What is TextInputFormat?

In TextInputFormat, each line in the text file is a record. Value is the content of the line while Key is the byte offset of the line. For instance, Key: longWritable, Value: text

In Hadoop, TextInputFormat is a class that is part of the Hadoop MapReduce framework. It is a specific input format used for reading plain text files in Hadoop MapReduce jobs.
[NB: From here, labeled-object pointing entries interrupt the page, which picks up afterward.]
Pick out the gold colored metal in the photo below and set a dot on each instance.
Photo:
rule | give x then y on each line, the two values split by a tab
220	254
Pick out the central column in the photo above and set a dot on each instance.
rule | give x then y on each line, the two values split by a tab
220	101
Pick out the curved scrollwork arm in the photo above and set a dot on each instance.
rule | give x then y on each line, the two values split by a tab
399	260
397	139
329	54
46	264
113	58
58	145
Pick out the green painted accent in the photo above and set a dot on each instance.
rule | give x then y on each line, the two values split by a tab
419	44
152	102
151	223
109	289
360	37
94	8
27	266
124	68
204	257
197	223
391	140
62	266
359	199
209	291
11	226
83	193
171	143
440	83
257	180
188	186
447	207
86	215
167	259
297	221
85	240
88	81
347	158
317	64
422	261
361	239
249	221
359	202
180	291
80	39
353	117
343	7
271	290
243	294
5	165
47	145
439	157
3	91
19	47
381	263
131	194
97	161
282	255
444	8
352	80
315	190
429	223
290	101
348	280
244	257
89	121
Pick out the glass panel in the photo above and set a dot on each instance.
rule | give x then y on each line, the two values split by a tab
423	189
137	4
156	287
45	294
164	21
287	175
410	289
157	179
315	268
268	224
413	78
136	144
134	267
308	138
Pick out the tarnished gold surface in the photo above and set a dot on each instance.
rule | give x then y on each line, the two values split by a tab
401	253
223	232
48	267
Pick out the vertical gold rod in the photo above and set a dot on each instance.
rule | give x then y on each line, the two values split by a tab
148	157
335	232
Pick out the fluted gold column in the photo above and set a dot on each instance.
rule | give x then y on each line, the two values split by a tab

Here’s a breakdown of what TextInputFormat does:

  1. Input Splitting: It divides the input text files into fixed-size splits (typically block-sized in HDFS) to enable parallel processing of these splits by different mapper tasks.
  2. Record Reader: It defines a record reader (LineRecordReader by default) that reads and parses each split into key-value pairs, where the key is the byte offset of the line in the file, and the value is the content of the line.
  3. Key-Value Pairs: In the context of TextInputFormat, each key represents the byte offset of the beginning of a line in the input file, and the corresponding value is the content of that line.
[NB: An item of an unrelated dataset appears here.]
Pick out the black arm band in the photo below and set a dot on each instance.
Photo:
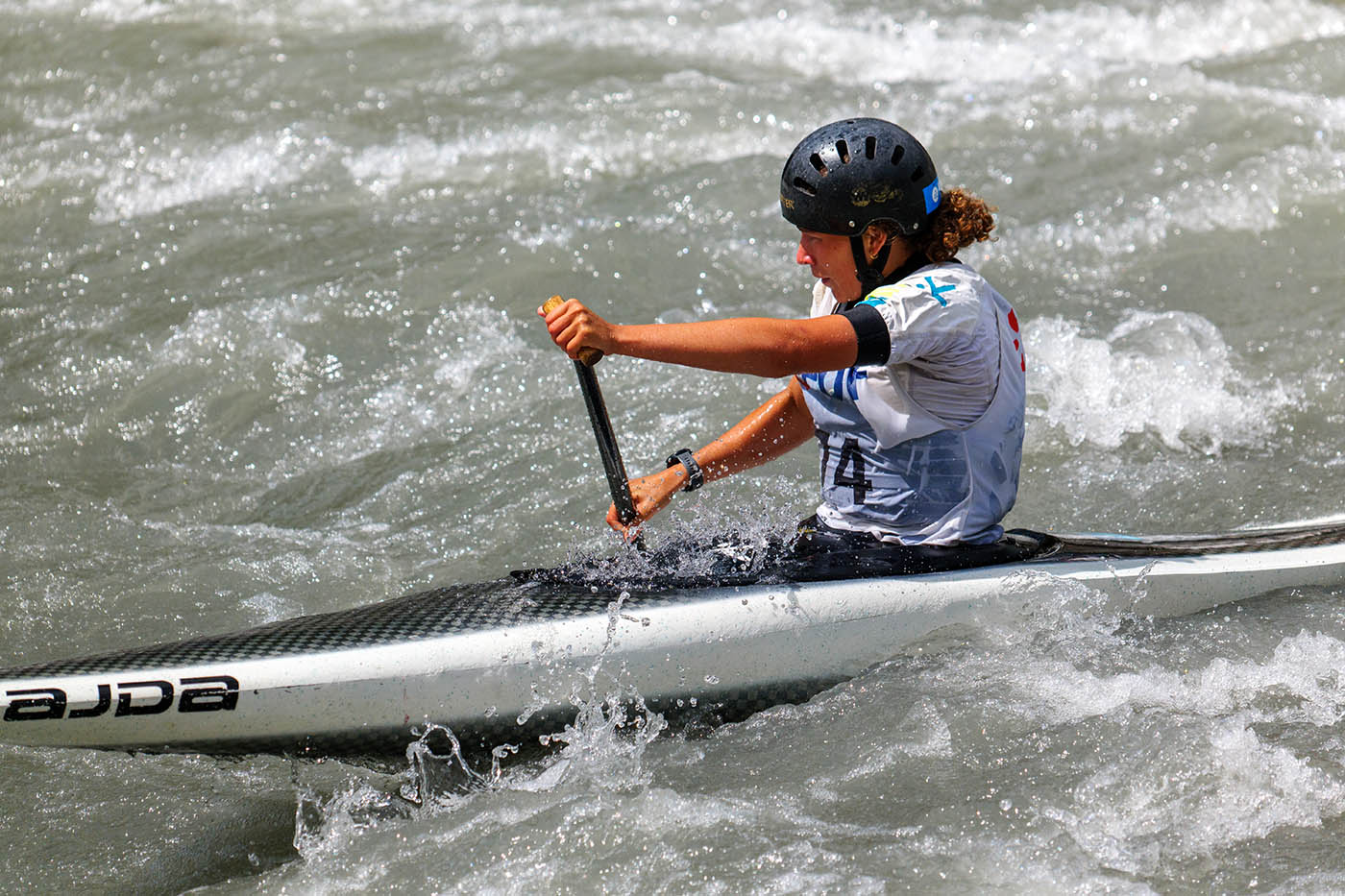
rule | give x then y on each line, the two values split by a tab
695	476
873	335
Using TextInputFormat is common when dealing with simple text data where each line is considered a record, and processing can be done on a per-line basis.

In a Hadoop MapReduce program, you typically specify the input format using the job.setInputFormatClass(TextInputFormat.class) method, and Hadoop takes care of the rest, splitting the input, assigning splits to mappers, and reading records within each split.